4. Split vertices in 2 equal-sized sets. We need 3 states for each vertex:
A. Active in the local set of vertices
B. Active in the whole graph
C. Inactive

From all generated sets(3^(n/2)) we must check if the A and B vertices cover all egdes between all vertices in the set. If so, then we encode the configuration treating A and C the same(ex: A,C->0; B->1). Associated with the hash we should also keep the A and B sets.
We do the same thing with the second set, checking in first's hashlist for a complementary configuration:

For every vertex from the first set we expect it's value to be:
A or C (0): if all edges between this vertex and the second set's vertices are B
B (1): otherwise

If a complementary configuration is found then A and B vertices from the first and the second set form a vertex-cover.
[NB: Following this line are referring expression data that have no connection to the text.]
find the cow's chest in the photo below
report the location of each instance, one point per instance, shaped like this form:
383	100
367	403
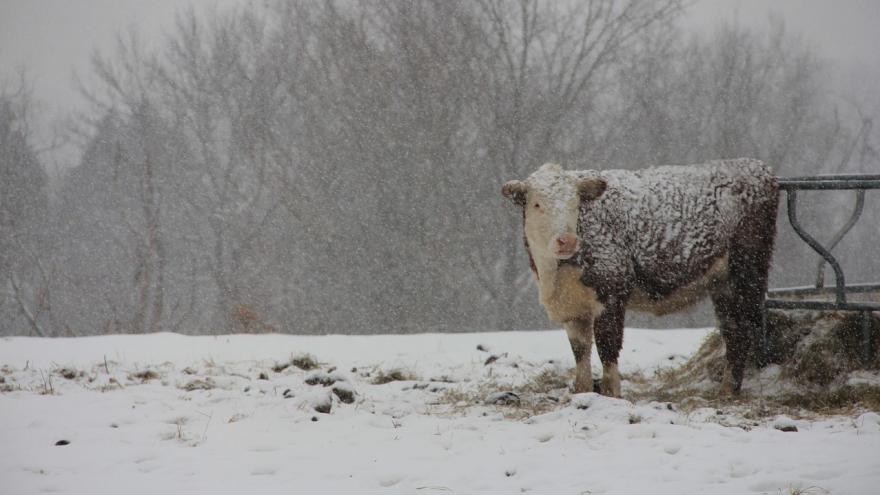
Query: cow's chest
564	296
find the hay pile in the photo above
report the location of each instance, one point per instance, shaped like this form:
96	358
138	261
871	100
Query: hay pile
815	363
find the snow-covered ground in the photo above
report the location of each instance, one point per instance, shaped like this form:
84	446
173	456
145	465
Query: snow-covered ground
172	414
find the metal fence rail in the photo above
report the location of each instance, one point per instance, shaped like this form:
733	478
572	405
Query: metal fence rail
799	297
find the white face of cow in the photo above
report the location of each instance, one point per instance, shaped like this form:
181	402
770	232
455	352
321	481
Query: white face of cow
551	199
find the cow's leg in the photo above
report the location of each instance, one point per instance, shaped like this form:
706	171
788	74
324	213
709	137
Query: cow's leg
736	340
609	341
739	302
580	336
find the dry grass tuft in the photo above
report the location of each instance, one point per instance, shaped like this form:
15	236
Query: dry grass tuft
392	375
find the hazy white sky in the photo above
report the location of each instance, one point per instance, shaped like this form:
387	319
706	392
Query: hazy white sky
52	38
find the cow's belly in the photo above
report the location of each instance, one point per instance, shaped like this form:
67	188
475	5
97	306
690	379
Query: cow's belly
683	297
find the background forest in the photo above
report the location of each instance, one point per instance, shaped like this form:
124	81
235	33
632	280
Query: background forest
335	167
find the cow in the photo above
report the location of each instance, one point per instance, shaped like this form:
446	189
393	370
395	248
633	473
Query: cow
655	240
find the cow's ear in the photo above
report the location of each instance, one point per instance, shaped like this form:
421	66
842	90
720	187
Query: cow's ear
515	190
591	187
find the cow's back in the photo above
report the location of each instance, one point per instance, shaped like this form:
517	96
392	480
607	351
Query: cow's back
673	224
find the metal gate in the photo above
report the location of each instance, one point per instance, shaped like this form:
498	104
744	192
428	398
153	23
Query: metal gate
800	297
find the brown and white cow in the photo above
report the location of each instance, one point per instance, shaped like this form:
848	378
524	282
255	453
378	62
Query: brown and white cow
657	240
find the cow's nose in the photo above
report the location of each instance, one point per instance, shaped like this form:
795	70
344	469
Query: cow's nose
566	243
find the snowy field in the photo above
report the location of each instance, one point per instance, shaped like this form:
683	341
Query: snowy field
169	414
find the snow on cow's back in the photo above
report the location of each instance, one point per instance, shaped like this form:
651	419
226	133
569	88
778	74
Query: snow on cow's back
676	212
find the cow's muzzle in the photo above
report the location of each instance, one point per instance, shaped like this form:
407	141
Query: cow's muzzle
563	246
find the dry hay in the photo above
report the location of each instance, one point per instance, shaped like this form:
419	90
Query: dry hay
813	358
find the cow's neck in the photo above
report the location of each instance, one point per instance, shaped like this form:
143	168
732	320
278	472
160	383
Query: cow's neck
562	293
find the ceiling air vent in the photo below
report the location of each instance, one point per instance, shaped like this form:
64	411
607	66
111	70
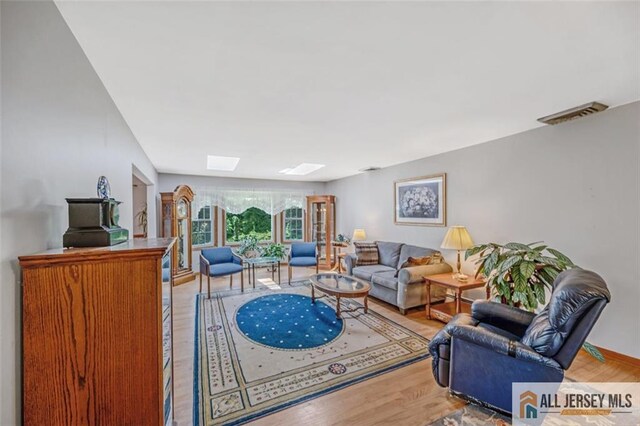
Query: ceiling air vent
369	169
573	113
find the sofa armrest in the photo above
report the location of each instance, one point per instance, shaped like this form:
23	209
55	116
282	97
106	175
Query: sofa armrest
350	261
500	344
505	317
416	274
204	265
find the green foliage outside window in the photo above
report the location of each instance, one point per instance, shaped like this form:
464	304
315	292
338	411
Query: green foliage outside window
252	222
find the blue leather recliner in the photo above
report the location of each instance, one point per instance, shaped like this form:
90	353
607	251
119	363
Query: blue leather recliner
218	262
302	254
480	355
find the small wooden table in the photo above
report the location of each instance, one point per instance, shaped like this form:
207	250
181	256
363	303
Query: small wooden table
445	311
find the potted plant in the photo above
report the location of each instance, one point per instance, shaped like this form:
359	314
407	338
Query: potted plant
518	273
249	247
274	250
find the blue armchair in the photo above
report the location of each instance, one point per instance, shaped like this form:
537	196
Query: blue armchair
482	354
303	254
218	262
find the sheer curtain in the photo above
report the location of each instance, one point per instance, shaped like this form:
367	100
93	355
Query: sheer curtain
238	200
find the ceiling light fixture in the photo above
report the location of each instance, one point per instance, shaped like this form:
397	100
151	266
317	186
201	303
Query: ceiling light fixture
225	164
302	169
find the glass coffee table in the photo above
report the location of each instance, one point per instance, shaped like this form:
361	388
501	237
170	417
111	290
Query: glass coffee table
340	286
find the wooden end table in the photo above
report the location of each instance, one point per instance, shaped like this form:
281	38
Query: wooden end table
445	311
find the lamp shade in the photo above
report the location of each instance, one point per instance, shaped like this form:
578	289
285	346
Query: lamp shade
457	238
359	235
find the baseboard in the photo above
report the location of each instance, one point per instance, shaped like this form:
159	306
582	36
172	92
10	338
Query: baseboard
609	354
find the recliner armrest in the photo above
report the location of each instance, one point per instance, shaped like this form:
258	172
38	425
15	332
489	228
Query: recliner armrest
500	344
505	317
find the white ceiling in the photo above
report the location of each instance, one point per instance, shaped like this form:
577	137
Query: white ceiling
348	84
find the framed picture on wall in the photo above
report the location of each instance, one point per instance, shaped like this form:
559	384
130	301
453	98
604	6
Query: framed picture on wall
421	201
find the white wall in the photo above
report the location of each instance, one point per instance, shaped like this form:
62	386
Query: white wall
575	186
60	132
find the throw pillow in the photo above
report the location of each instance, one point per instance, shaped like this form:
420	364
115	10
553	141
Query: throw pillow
366	253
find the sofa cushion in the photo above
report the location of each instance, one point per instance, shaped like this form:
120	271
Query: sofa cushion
366	253
220	269
389	253
302	261
412	251
365	272
386	279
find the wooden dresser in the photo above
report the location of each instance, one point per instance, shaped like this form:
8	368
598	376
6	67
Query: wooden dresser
97	335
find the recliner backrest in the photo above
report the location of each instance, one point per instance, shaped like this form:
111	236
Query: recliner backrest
577	299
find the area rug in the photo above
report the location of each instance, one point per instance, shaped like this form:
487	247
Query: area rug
264	350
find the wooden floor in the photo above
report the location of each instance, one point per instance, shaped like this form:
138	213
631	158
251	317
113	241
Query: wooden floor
407	396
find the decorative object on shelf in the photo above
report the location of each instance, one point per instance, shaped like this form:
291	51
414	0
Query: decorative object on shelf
103	188
93	222
176	223
457	238
321	226
421	201
249	247
359	235
274	250
142	219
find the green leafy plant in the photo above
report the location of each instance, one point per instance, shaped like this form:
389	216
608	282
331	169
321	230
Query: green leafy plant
274	250
249	246
518	273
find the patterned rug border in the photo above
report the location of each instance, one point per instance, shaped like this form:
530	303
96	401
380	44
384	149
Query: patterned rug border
284	406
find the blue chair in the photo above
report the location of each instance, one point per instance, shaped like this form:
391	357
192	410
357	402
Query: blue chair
303	254
218	262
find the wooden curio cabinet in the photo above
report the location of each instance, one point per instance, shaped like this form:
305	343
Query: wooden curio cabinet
97	335
176	223
321	225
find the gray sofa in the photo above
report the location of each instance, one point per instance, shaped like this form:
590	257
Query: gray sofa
407	290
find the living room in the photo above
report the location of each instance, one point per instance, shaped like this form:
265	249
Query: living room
364	171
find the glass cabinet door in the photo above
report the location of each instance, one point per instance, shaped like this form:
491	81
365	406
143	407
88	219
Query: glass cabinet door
167	339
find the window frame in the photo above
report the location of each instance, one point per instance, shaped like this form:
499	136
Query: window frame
214	229
236	244
283	221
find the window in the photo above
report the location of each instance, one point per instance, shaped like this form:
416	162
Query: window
293	224
251	222
202	227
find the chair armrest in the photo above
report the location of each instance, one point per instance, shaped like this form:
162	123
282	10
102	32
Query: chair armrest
416	274
350	262
505	317
500	344
204	265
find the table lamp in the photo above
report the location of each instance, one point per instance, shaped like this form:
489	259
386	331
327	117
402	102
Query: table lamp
457	238
358	235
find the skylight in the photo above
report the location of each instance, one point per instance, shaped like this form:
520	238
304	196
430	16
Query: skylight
302	169
226	164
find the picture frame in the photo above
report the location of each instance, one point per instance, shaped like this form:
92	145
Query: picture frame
421	200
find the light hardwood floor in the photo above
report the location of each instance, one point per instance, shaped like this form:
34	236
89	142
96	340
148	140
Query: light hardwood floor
407	396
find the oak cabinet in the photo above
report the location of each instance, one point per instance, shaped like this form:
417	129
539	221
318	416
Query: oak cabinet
97	335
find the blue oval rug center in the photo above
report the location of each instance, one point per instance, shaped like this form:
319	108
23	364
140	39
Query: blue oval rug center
288	321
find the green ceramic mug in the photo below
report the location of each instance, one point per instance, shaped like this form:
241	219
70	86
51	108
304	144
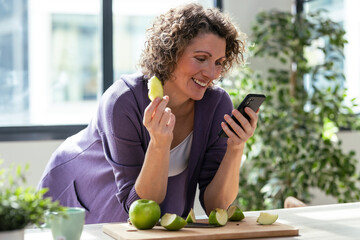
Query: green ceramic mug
68	226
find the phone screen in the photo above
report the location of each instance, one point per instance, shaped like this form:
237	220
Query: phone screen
252	101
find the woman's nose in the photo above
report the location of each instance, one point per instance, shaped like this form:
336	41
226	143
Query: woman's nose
211	72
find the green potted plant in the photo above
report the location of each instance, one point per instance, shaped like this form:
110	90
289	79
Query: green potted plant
21	206
295	148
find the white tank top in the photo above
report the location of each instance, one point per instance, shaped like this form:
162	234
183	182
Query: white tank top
179	156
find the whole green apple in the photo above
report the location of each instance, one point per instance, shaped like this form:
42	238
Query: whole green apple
144	213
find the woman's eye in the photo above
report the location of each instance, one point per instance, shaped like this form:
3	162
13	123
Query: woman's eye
200	59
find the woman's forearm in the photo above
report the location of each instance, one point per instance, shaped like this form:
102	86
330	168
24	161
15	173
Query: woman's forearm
223	189
153	178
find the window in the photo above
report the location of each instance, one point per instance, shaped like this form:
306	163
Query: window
51	51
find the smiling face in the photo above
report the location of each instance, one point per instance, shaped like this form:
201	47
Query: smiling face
200	64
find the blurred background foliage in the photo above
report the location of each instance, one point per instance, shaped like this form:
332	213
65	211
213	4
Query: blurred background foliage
295	147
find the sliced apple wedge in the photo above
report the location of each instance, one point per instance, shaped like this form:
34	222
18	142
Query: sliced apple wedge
267	218
172	222
191	217
155	88
235	213
218	217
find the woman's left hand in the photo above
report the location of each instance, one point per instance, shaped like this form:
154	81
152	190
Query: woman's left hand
242	133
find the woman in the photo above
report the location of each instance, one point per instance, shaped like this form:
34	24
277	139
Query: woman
161	150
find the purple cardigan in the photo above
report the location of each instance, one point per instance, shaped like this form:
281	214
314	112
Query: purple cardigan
96	169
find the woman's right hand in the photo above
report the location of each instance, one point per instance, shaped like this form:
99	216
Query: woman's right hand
159	121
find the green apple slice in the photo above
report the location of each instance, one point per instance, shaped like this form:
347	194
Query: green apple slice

We keep the vertex-cover with the smallest cardinality

Note:
The reason why we actually need 3 states comes from the fact that while a vertex which isn't in the vertex cover(inactive) implies that all vertices in the other set that share an edge with it must be in the vertex cover, an edge that is already in the vertex cover(active) implies nothing about the vertices from the other set that share an edge with it. This is a variable we don't want when we need to search the exact configuration hash, so one solution is to split the active state into: active only locally in the set and active overall.

5. Split the array in 2 equal-sized sets. For each set, associate to each of the set elements one of the states:
A. part of the 1st edge
B. part of the 2nd edge
C. part of the 3rd edge
D. part of the 4th edge
Generating all possible configuration will take O(4^(n/2))
We keep as a hash the resulted sizes of the 4 edges. Associated to this hash we keep the sets for each state.
When we compute hashes for the second set we search for the complementary configuration in the first:
desired edge size - edge1 size(sum of all A planks in second set)
desired edge size - edge2 size(sum of all B planks in second set)
desired edge size - edge3 size(sum of all C planks in second set)
desired edge size - edge4 size(sum of all D planks in second set)
Where (desired edge size) = sum of all planks/4
If such configuration is found, then the union is the answer.

6. We generate all configurations that are reachable in 16 moves from the given position and we hash them. Associated to the hash we keep the moves used to reach this configuration. We generate all configurations that are reachable in 15 moves from the final position and search the hash for each. If found, then the moves associated to the hash followed by the reversed list of moves used to reach the "middle" configuration starting with the final configuration is the answer.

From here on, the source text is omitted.